In this, a teacher's main tools include recognising where each individual student's attention is, engaging it and directing it repeatedly onto the most interesting and key simplicities of a subject until a connection between the individual student and the subject has been established, and then constructing a bridge deeper and deeper into the subject's heart so that the student comes to know the material rather than simply 'know about' it.
This bridge to knowledge is made by making sure that the subject is as interesting as possible, by clearing misunderstandings out of the way, and by moving forward at the most optimum pace.
Choosing the right syllabus, selecting the best text books, devising the most engaging schemes of work, providing the necessary amount of reality in lessons, and attracting attention through carefully planned and run lessons are part of what a teacher must do to get the product.
There is no such thing as a difficult student; there is only a failure to recognise where a student's attention is, followed by a missed attempt to redirect it and a lack of success in removing obstacles in the way of that particular student.
Students who are trying to engage with subjects but failing can and should first be addressed in lesson as this is the primary action of a teacher - to connect the student with the subject. Only when this becomes too difficult within the confines of a class-based lesson should specialised additional resources need to be involved, and then only until individual barriers have been addressed sufficiently for a student to return to class.
A student whose attention is recognisably not anywhere near the subject - as indicated by disruptive behaviour - needs to be addressed both inside and outside a lesson environment through reason and ethics to recover that attention and restore it to the field of learning. Then particular barriers can be dealt with.

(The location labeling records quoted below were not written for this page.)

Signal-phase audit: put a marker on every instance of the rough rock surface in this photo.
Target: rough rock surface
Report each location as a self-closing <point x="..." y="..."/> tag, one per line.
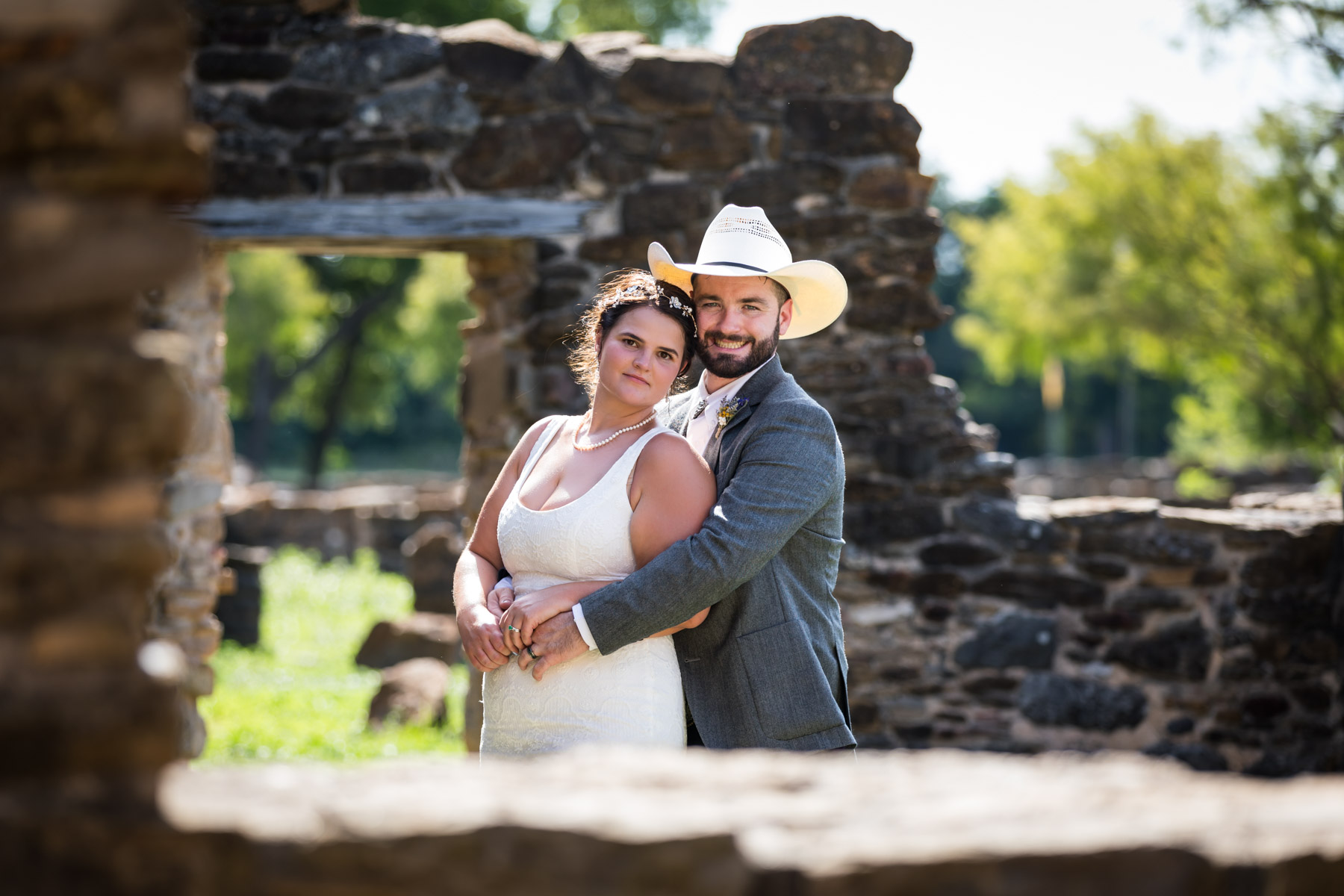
<point x="420" y="635"/>
<point x="833" y="55"/>
<point x="699" y="822"/>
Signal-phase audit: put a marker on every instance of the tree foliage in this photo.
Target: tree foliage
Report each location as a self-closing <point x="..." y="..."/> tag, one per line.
<point x="1175" y="255"/>
<point x="656" y="19"/>
<point x="448" y="13"/>
<point x="1315" y="25"/>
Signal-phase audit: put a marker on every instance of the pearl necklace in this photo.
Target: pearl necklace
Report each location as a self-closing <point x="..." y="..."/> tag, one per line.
<point x="609" y="438"/>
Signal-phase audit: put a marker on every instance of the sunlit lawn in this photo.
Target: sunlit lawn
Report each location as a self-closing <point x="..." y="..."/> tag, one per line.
<point x="299" y="694"/>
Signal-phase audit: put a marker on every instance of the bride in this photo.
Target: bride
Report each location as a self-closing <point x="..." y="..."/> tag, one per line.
<point x="584" y="501"/>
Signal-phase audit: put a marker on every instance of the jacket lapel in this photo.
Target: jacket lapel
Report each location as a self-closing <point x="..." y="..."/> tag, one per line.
<point x="765" y="379"/>
<point x="676" y="411"/>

The whole structure is there to connect students to subjects and bring about a state of affairs in which individual students are in tremendous affinity with a range of subjects.
That is education.
Education systems, so called, fail from the first instance in betraying any attempt by students to become interested in subjects. We must not go down that road. Our basic assumptions must include:
1. That all subjects either are or can be made interesting to all students.
2. That all students want to have a closer affinity for and understanding of all subjects.
3. That connecting students with subjects is our responsibility (given that we possess more knowledge of subjects than they do) and
4. That it is always possible to direct attention and remove barriers so that connections are made and sustained.
If teachers do not begin with these assumptions - plus a confidence that they can connect students to a subject or subjects - then education itself becomes almost impossible and students (and parents) are betrayed. If teachers recognise these assumptions, the real work of teaching can begin.